Ma più in generale, il modo in cui funziona la maggior parte dei prodotti software e hardware con cui abbiamo a che fare è basato sulla progressiva riduzione della nostra capacità di scelta. Tristan Harris, product manager e poi responsabile di etica del design a Google fino al gennaio dello scorso anno, propone un paragone estremo. “Il telefono cellulare – spiega Harris – è una slot machine”, studiata per tenere incatenata l’attenzione del proprio utilizzatore”. Si potrebbe pensare a un diverso modo di progettare questi prodotti – sostiene Harris, attualmente a capo di timewellspent.io, organizzazione che si propone di fornire strumenti per liberarsi da un rapporto di dipendenza verso la tecnologia – in grado di considerare le reali esigenze di chi li utilizza, come ad esempio quella di rimanere concentrati su quanto si sta facendo e non costantemente interrotti da notifiche, che funzionano secondo un meccanismo di “attesa-gratificazione”, in grado di attrarci in modo quasi irresistibile.

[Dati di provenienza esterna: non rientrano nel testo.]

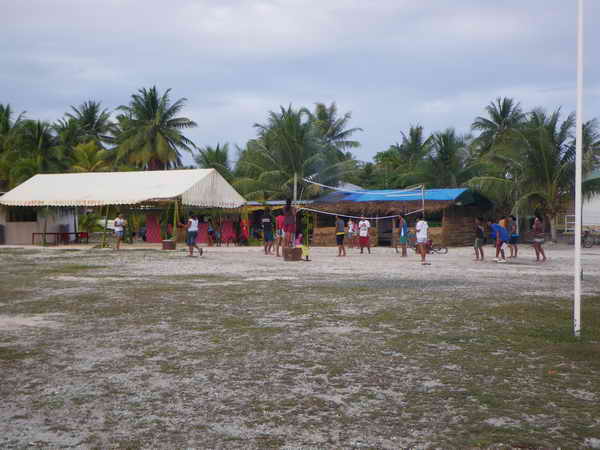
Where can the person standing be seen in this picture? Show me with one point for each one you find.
(501, 239)
(289, 224)
(339, 235)
(363, 234)
(403, 234)
(119, 226)
(479, 238)
(422, 232)
(191, 234)
(351, 233)
(538, 239)
(267, 226)
(279, 233)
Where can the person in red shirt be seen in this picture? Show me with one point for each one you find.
(279, 223)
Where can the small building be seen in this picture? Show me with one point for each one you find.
(48, 203)
(451, 213)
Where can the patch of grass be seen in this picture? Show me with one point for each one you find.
(69, 269)
(16, 354)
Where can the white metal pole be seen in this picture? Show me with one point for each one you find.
(295, 187)
(578, 172)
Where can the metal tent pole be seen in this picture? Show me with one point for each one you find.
(578, 173)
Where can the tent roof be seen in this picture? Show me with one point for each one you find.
(396, 195)
(196, 187)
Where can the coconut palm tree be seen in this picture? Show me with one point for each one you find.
(150, 134)
(94, 122)
(400, 160)
(333, 129)
(215, 158)
(89, 157)
(504, 116)
(538, 165)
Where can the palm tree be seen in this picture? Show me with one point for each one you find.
(400, 160)
(94, 122)
(504, 117)
(215, 158)
(151, 131)
(332, 128)
(89, 157)
(287, 144)
(539, 165)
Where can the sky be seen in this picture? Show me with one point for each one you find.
(391, 63)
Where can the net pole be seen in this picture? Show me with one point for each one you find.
(578, 173)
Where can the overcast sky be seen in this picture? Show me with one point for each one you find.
(392, 63)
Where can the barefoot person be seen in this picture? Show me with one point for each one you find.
(538, 239)
(289, 224)
(501, 236)
(279, 233)
(267, 225)
(363, 234)
(513, 237)
(422, 229)
(339, 235)
(403, 234)
(191, 228)
(351, 233)
(119, 225)
(479, 237)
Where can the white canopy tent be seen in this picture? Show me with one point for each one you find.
(194, 187)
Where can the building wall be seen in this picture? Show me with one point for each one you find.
(19, 233)
(458, 225)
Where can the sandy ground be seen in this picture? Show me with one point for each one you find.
(235, 349)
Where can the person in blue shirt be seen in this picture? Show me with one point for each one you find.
(501, 240)
(403, 232)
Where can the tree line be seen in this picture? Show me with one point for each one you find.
(522, 160)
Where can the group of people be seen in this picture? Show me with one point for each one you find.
(361, 228)
(504, 232)
(285, 230)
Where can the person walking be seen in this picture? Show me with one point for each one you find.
(403, 235)
(538, 239)
(289, 224)
(513, 237)
(339, 235)
(191, 234)
(279, 233)
(501, 236)
(422, 232)
(351, 233)
(479, 239)
(267, 226)
(119, 226)
(363, 234)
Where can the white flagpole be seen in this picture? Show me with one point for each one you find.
(578, 172)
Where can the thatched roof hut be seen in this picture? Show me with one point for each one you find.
(389, 202)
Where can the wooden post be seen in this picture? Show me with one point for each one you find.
(105, 226)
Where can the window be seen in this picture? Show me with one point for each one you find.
(21, 214)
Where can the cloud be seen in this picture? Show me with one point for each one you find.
(392, 62)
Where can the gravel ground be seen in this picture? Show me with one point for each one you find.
(144, 348)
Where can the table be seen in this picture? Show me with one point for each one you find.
(62, 237)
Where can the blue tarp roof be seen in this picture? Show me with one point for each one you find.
(393, 195)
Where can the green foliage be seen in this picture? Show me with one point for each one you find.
(150, 132)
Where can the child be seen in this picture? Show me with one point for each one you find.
(479, 237)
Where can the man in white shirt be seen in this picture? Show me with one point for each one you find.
(363, 234)
(119, 226)
(192, 234)
(422, 242)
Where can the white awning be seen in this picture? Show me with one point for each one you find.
(196, 187)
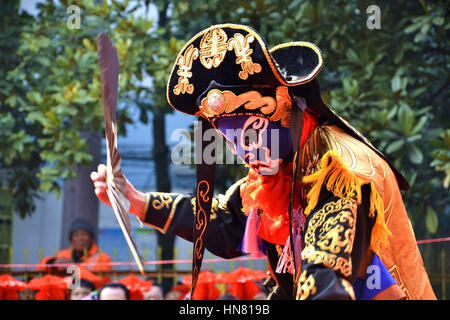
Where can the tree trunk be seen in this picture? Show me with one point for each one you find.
(161, 160)
(80, 200)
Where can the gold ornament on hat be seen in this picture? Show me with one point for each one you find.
(185, 65)
(213, 48)
(241, 46)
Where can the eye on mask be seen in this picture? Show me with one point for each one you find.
(260, 143)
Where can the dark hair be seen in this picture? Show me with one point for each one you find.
(115, 285)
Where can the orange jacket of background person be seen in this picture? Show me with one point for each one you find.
(83, 250)
(96, 260)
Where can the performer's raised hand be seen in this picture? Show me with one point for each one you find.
(137, 199)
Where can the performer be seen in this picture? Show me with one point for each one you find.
(320, 201)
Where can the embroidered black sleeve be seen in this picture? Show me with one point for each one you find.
(336, 238)
(174, 213)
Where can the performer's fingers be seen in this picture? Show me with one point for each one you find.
(101, 194)
(101, 170)
(100, 185)
(94, 176)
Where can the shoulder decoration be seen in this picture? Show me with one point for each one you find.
(345, 166)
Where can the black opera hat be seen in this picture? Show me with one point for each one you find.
(236, 58)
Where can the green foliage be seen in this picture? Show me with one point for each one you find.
(53, 92)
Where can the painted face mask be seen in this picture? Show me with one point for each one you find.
(260, 143)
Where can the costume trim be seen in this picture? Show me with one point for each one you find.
(344, 183)
(172, 213)
(147, 203)
(307, 286)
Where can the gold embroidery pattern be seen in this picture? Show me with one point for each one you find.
(349, 288)
(307, 286)
(241, 46)
(172, 213)
(330, 236)
(214, 207)
(161, 200)
(213, 48)
(250, 100)
(185, 65)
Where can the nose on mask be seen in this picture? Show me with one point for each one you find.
(260, 143)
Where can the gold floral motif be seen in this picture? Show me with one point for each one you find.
(307, 286)
(213, 48)
(333, 238)
(214, 207)
(250, 100)
(161, 200)
(241, 46)
(184, 71)
(172, 213)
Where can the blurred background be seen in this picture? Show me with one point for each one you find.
(386, 71)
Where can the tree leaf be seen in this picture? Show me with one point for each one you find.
(415, 154)
(431, 220)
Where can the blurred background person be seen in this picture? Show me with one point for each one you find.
(83, 249)
(114, 291)
(82, 291)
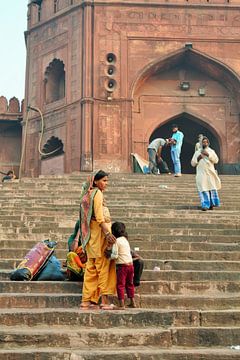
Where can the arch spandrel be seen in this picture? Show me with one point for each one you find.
(158, 99)
(205, 63)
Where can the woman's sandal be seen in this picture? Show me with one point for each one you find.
(108, 307)
(85, 306)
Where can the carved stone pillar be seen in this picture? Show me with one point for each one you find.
(87, 88)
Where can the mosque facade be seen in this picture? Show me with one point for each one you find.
(109, 76)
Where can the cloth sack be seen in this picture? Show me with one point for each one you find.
(34, 261)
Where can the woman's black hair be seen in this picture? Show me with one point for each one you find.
(119, 229)
(99, 175)
(206, 138)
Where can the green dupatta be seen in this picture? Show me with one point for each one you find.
(86, 210)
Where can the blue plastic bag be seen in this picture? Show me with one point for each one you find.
(52, 271)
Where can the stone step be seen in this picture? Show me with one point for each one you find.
(126, 353)
(161, 287)
(161, 244)
(97, 338)
(189, 275)
(186, 302)
(131, 318)
(139, 232)
(205, 302)
(174, 253)
(138, 241)
(150, 264)
(132, 223)
(86, 338)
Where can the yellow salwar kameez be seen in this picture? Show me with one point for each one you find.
(100, 273)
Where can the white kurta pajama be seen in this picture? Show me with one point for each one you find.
(207, 180)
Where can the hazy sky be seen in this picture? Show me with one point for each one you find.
(13, 23)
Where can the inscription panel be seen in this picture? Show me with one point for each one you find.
(109, 130)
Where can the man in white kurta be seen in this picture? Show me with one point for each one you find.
(207, 179)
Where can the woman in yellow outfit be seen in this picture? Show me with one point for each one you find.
(95, 232)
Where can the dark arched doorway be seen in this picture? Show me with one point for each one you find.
(191, 127)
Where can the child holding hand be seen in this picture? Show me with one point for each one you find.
(121, 252)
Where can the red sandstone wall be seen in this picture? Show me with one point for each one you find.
(10, 134)
(104, 131)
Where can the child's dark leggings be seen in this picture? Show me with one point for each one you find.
(125, 274)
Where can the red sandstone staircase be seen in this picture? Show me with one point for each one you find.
(188, 310)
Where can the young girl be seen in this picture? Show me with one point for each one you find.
(124, 264)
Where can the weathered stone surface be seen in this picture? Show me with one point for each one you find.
(191, 304)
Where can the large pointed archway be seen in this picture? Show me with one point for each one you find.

Il campo dove quest’attrazione è analizzata più a fondo è quello delle immagini pubblicitarie. Lo scopo è individuare strumenti per valutare in modo millimetrico come viene recepita dal cervello una certa combinazione di forme e di colori e individuare quella più efficace per proporre un prodotto. Per scavare nell’inconscio dei potenziali clienti vengono spesso utilizzati sistemi di visualizzazione dell’attività cerebrale, come la Risonanza magnetica, che mostra la reazione primaria, istintiva, di fronte a un certo prodotto. Si tratta del neuromarketing, un ambito di ricerca e sperimentazione in continua crescita. Uno degli ultimi sviluppi in questo campo è Engagement Insights, messo a punto dalla società di produzione inglese Saddington Baynes, che ha stretto di recente un’alleanza con NeuroStrata, tra i pionieri del neuromarketing.
Senza scomodare strumenti medici complessi, il servizio propone a campioni piuttosto ampi di utenti sul web un test molto semplice e divertente che chiede di esprimere giudizi a proposito di gruppi d’immagini. L’obiettivo non è però avere una valutazione razionale, ma scandagliare quell’area inconscia in cui, secondo quanto riferiscono i fondatori dell’azienda, si decidono per il 95% i nostri acquisti. Una volta ottenuti i dati, i risultati vengono passati al gruppo di neuromarketing, dove vengono analizzati statisticamente in modo da individuare i diversi gradi di risposta emotiva a una certa immagine, determinando così chiaramente cosa funziona meglio, prima ancora che si concluda la fase di produzione. Una delle ultime campagne di Honda ha utilizzato i risultati dei test Engagement Insights per proporre una prova di guida virtuale, tenendo presenti numerosi suggerimenti riguardanti ad esempio la posizione dell’auto, l’angolazione più adatta a trasmettere un senso di affidabilità o le caratteristiche migliori per uno showroom virtuale. “Se puoi attingere all’inconscio sai molto di più dei tuoi clienti – spiega Chris Christodoulou, amministratore delegato di Saddington Baynes –, puoi rifinire meglio il tuo modo di comunicare: non si tratta soltanto di creare belle immagini, ma di crearle in modo da essere assolutamente certi che funzionino”. Per arrivare a un simile risultato il percorso è indubbiamente ricco di promesse dal punto di vista pubblicitario, ma non privo di risvolti inquietanti, se solo allarghiamo un po’ lo sguardo.